John staggered over to the sofa. I drowned my hopes for a merry and bright season and instead stewed in frustration. Like mothers of addicts everywhere, I grieved for my son and his disease. I begged God for mercy and hoped no one asked me how my holiday went. I cooked the darned ham, decorated the cookies and cleaned up the wrapping paper—I had all the motions down pat. The one thing I didn’t have was hope.
It took another face of Jesus to deliver me out of despair.
This is how Moms of Addicts do holidays: if we are in touch with our sons or daughters, we hold our collective breath hopinghopinghoping they’ll make it through without a catastrophe. If our addicts aren’t in our lives, we give thanks that God watches out for them. And if they’ve passed, we mourn in a thousand ways. Moms of Addicts are in a giant club we never wanted to join, and as the holidays descend, we brace ourselves for pain but try to find a reason to smile.

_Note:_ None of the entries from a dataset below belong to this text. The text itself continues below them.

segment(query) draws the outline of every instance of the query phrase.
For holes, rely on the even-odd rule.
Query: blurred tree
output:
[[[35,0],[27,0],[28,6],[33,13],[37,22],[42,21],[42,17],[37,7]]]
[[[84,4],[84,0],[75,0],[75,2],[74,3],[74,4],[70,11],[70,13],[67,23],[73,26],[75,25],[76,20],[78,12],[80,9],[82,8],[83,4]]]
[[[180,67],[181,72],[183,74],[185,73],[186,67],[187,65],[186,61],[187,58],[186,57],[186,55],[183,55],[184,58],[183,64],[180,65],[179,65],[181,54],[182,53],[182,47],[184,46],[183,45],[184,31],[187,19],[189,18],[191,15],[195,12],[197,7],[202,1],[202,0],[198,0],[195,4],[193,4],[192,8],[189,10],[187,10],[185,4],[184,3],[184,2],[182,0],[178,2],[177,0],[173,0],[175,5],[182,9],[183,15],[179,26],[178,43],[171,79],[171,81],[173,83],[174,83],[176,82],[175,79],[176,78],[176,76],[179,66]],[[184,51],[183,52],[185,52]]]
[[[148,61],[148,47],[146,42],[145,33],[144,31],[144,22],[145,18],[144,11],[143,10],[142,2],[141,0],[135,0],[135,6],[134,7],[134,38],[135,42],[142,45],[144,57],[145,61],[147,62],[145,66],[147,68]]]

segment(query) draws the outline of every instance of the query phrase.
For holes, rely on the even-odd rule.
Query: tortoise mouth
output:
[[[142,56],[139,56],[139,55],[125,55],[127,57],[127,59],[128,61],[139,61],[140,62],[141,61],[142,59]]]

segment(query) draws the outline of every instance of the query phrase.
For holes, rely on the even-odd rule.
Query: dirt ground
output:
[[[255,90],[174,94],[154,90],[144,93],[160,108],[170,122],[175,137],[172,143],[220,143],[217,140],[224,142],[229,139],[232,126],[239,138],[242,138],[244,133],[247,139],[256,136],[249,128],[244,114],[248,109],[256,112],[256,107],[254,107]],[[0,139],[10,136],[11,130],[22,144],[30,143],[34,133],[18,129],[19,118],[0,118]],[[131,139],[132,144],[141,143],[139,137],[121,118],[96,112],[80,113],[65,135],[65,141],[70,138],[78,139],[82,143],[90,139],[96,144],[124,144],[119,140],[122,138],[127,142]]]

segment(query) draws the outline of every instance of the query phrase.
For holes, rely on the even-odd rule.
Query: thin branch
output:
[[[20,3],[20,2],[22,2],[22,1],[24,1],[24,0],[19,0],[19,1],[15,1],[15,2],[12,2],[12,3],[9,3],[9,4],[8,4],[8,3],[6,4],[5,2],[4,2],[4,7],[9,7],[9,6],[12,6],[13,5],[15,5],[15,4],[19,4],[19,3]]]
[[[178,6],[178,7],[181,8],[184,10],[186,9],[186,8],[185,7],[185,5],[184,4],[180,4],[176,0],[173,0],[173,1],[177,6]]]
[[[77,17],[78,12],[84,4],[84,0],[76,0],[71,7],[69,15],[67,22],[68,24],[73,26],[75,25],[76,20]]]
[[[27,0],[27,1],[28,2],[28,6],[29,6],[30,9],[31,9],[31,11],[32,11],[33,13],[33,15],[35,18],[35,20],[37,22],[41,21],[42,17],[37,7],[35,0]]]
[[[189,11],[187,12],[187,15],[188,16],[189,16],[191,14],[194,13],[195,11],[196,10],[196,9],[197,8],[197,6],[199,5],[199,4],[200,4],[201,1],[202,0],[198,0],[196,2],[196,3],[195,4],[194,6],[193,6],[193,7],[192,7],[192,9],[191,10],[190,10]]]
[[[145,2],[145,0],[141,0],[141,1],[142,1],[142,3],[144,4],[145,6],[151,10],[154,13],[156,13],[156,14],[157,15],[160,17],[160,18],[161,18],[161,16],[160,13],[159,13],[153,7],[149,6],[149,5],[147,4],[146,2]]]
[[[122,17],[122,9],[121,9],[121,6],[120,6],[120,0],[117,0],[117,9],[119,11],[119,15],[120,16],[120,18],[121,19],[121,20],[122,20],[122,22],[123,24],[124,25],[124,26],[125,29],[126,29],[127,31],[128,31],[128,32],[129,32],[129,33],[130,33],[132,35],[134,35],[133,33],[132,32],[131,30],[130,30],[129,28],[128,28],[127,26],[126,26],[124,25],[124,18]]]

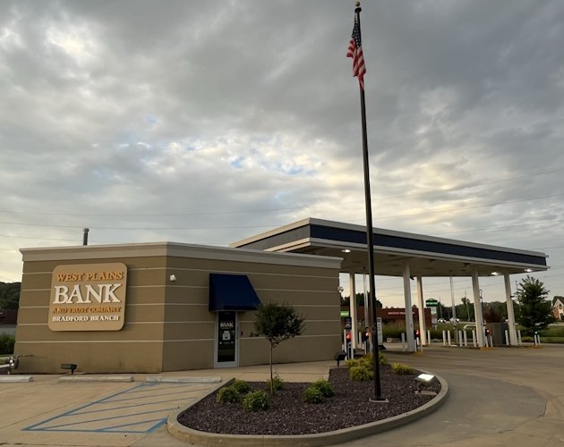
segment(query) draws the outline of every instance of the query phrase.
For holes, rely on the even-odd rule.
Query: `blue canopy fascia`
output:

My love for the Son is supposed to be brighter than all my earthly relationships, and I do celebrate the reason for the season: Jesus’ birth. But, doggone it, I’m a mom, too. A mom of three addicted adult sons, two alcoholics and one meth addict. My love for them defies logic and often sweeps me into a chasm of enabling and despair. Especially during the holidays.

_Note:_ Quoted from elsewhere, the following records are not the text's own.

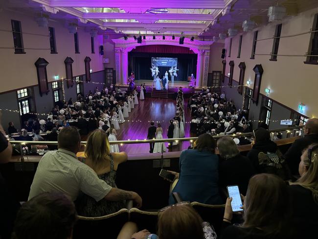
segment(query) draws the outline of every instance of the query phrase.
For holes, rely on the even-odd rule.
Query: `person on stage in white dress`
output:
[[[134,94],[134,96],[135,96],[134,98],[134,104],[138,104],[139,102],[138,102],[138,93],[137,92],[136,90],[136,87],[135,88],[135,90],[134,90],[134,91],[133,92],[133,94]]]
[[[124,115],[123,114],[123,112],[121,110],[123,107],[120,105],[118,106],[118,120],[119,123],[123,123],[125,122],[125,120],[124,119]]]
[[[119,122],[118,120],[118,115],[116,113],[116,111],[113,112],[113,117],[112,117],[112,124],[114,124],[114,128],[118,130],[120,129],[119,127]]]
[[[178,120],[174,120],[173,125],[175,126],[175,128],[173,130],[173,138],[177,139],[179,138],[179,123]],[[172,145],[178,145],[178,142],[174,142]]]
[[[142,86],[142,84],[140,85],[140,95],[139,96],[139,99],[140,100],[143,100],[145,99],[145,95],[144,95],[144,93],[143,92],[143,90],[144,89],[143,89],[143,86]]]
[[[154,82],[155,84],[156,89],[159,91],[160,91],[161,89],[161,80],[160,79],[159,76],[157,76],[156,80],[154,80]]]
[[[128,100],[130,101],[130,108],[135,109],[135,105],[134,104],[134,96],[133,94],[130,94],[128,96]]]
[[[117,141],[117,138],[116,138],[116,135],[117,135],[117,132],[116,130],[114,128],[114,125],[112,124],[111,125],[111,128],[109,129],[109,136],[108,136],[108,141]],[[119,147],[118,144],[110,144],[110,149],[111,153],[119,153]]]
[[[124,101],[124,108],[123,109],[123,115],[124,115],[124,118],[128,118],[129,117],[129,115],[128,114],[128,112],[130,110],[130,107],[128,108],[128,103]]]
[[[158,123],[158,127],[157,127],[156,130],[156,139],[163,139],[162,137],[162,128],[161,128],[161,124]],[[155,143],[154,146],[154,153],[161,153],[162,152],[167,152],[168,150],[164,145],[163,142]]]

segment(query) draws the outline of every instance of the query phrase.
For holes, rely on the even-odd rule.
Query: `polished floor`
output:
[[[139,98],[139,96],[138,97]],[[186,102],[185,103],[186,104]],[[163,138],[166,138],[169,120],[175,116],[176,110],[175,99],[146,98],[145,100],[139,100],[139,104],[135,105],[135,109],[129,113],[129,118],[126,119],[124,123],[119,125],[120,129],[117,131],[117,140],[147,139],[148,128],[152,120],[155,122],[156,126],[158,122],[161,123]],[[189,112],[186,112],[185,120],[190,121],[190,118]],[[185,124],[185,137],[189,136],[189,129],[190,124]],[[168,146],[167,143],[165,144],[166,146]],[[169,151],[180,151],[187,148],[189,145],[188,142],[184,142],[181,147],[175,146]],[[129,154],[149,153],[149,144],[124,144],[119,145],[119,150]]]
[[[135,81],[135,85],[140,86],[141,84],[145,83],[147,86],[152,86],[154,84],[154,81],[148,80],[139,80]],[[171,80],[169,81],[169,86],[171,87],[179,87],[189,86],[189,82],[186,81],[175,80],[172,82]]]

That’s when manipulation gets wrapped in pretty please and enablers like me fall hard. Even those without addiction issues make exceptions. “Oh, it’s Christmas,” we all tend to say and excuse actions and words that might not get a pass any other time of year. I might slip the alcoholic a few extra dollars, knowing full well what it will be used to buy. I might forget that gift cards are easily exchanged for dope. Or I might rationalize my hurt feelings when one or the other of my four adult children disappoints or takes advantage. When it comes to Yuletide enabling, I am a champion.
And most Christmases, my middle son, whom I’ll call Henry, skews our Perfect Clare Family picture into a wreck of dashed expectations. He’s been addicted to meth for years, and in his late thirties, seems its prisoner for life, no possibility for parole. We offer Henry the same sorts of gifts we give our other loved ones, and it has hurt to see him either too high to show up or else too exhausted to care.

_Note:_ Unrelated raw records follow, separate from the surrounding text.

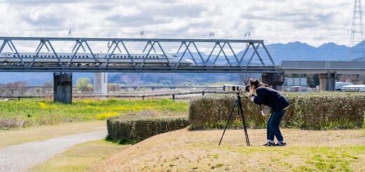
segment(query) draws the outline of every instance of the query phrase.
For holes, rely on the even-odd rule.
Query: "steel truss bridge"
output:
[[[31,62],[25,60],[22,53],[29,53],[19,51],[19,45],[16,43],[32,42],[35,53],[31,58]],[[73,44],[73,48],[67,52],[57,51],[55,43],[68,42]],[[107,51],[107,55],[101,57],[105,62],[100,62],[100,57],[95,55],[95,47],[91,46],[91,43],[110,44]],[[132,58],[131,48],[128,44],[143,44],[144,48],[141,51],[144,55],[142,62],[136,63]],[[0,54],[6,53],[6,47],[14,53],[18,62],[0,62],[0,72],[185,72],[185,73],[277,73],[280,72],[280,67],[275,65],[274,60],[264,44],[263,40],[244,40],[244,39],[128,39],[128,38],[66,38],[66,37],[0,37]],[[177,55],[178,63],[172,63],[167,58],[163,44],[180,45],[175,47],[178,51],[174,53]],[[211,44],[214,46],[211,48],[210,53],[204,56],[199,51],[198,44]],[[241,44],[241,48],[234,51],[233,45]],[[258,49],[261,48],[261,51]],[[147,57],[152,54],[152,51],[159,52],[164,55],[166,64],[165,65],[151,66],[148,65]],[[53,60],[57,60],[56,65],[50,65],[41,64],[37,60],[40,58],[39,54],[46,50],[53,54]],[[214,52],[218,53],[213,54]],[[88,62],[93,60],[92,65],[75,65],[74,60],[77,55],[80,53],[91,54],[88,57]],[[114,65],[110,60],[112,55],[119,52],[128,55],[128,64]],[[239,52],[241,52],[239,55]],[[263,53],[264,52],[264,53]],[[67,53],[72,54],[67,62],[61,62],[60,53]],[[228,54],[230,54],[229,55]],[[266,57],[266,60],[264,60]],[[65,56],[63,57],[65,58]],[[43,58],[42,59],[44,59]],[[180,65],[183,60],[192,61],[189,66]],[[225,65],[218,64],[218,60],[225,61]],[[268,59],[268,60],[267,60]],[[256,60],[257,62],[253,62]]]

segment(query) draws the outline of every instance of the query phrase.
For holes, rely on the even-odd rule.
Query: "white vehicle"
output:
[[[62,63],[68,62],[72,58],[74,53],[58,53],[60,60]],[[150,54],[145,58],[145,54],[128,54],[114,53],[109,57],[107,53],[95,53],[95,58],[91,53],[77,53],[72,58],[72,64],[86,65],[86,64],[103,64],[106,63],[109,59],[109,64],[112,65],[131,65],[133,62],[135,64],[141,64],[145,60],[145,65],[164,65],[168,62],[163,54]],[[58,60],[53,53],[39,53],[36,56],[36,53],[19,53],[24,62],[32,62],[34,60],[34,64],[58,64]],[[180,58],[176,55],[166,55],[170,65],[176,65],[179,63]],[[0,53],[0,63],[17,63],[20,62],[17,53]],[[180,66],[190,66],[192,64],[190,60],[181,60]]]

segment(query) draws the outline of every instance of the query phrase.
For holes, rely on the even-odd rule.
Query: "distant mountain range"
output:
[[[288,44],[274,44],[266,46],[277,65],[279,65],[282,60],[349,60],[350,48],[343,45],[338,45],[334,43],[326,43],[319,47],[310,46],[305,43],[299,41]],[[359,48],[360,44],[354,48]],[[258,51],[260,55],[264,55],[264,49],[260,48]],[[251,54],[252,50],[247,52],[244,62],[247,62]],[[244,51],[237,53],[239,58],[242,56]],[[181,54],[180,54],[181,55]],[[194,54],[194,57],[198,57]],[[204,59],[208,55],[201,53]],[[185,57],[189,58],[189,54]],[[215,55],[212,55],[210,63],[215,60]],[[229,58],[231,64],[234,65],[235,60],[233,56]],[[263,55],[265,64],[270,64],[267,55]],[[364,60],[364,58],[357,58],[355,60]],[[217,62],[219,64],[227,64],[227,60],[223,56],[218,57]],[[201,60],[197,60],[197,63],[201,63]],[[257,57],[255,57],[253,63],[260,64]],[[208,84],[215,82],[237,82],[239,76],[232,74],[139,74],[139,73],[110,73],[109,74],[109,83],[121,83],[126,84],[154,84],[165,85],[176,85],[186,84]],[[73,80],[80,77],[91,78],[93,81],[92,73],[74,73]],[[26,81],[31,85],[42,85],[46,81],[53,80],[52,73],[0,73],[0,84],[6,84],[14,81]]]

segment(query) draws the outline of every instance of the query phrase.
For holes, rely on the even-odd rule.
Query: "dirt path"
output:
[[[0,171],[23,171],[79,143],[105,138],[107,131],[83,133],[0,149]]]
[[[10,131],[0,130],[0,148],[101,129],[107,129],[105,121],[58,124]]]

Yet this Christmas, instead of tweaking his butt off, sleeping forever or disappearing, he was sober. Sober. It was the best Christmas gift ever, seeing him smile and act normal. He wasn’t in jail or out there somewhere in the cold or skulking around like a methspook. He was the boy I remembered, all handsome and grinning, those green eyes still fringed with lush dark lashes.
I laughed out loud at the joy of it. And steeled my tender feelings against the probability that it wouldn’t last.
All day long, he chatted with family members as if he had never even heard of the awful drug meth. He helped John sober up a little, feeding him (alcoholics often refuse to eat until they are wasted) and speaking to him in love. As I scurried around with the cooking and cleaning tasks, he kept his sloshed bro away from additional spirits and listened patiently as John poured out his heart.
Before the sun dipped and I served Christmas dinner, the unmistakable diesel rattle of a UPS truck stopped in front of our house. I went out to get the awaited package. When I came back in, Jesus aka Henry was just pulling a blanket over a now slumbering Jesus aka John. Henry covered his brother with the tenderness of a father toward his newborn son. This time, my tears flowed in thanksgiving.
Christmas with addicts in the family comes loaded with expectations, but love always rises. Love always wins. You never know where you’ll see the Face of Jesus, or in whom.
I opened the UPS package. It overflowed with fresh hope.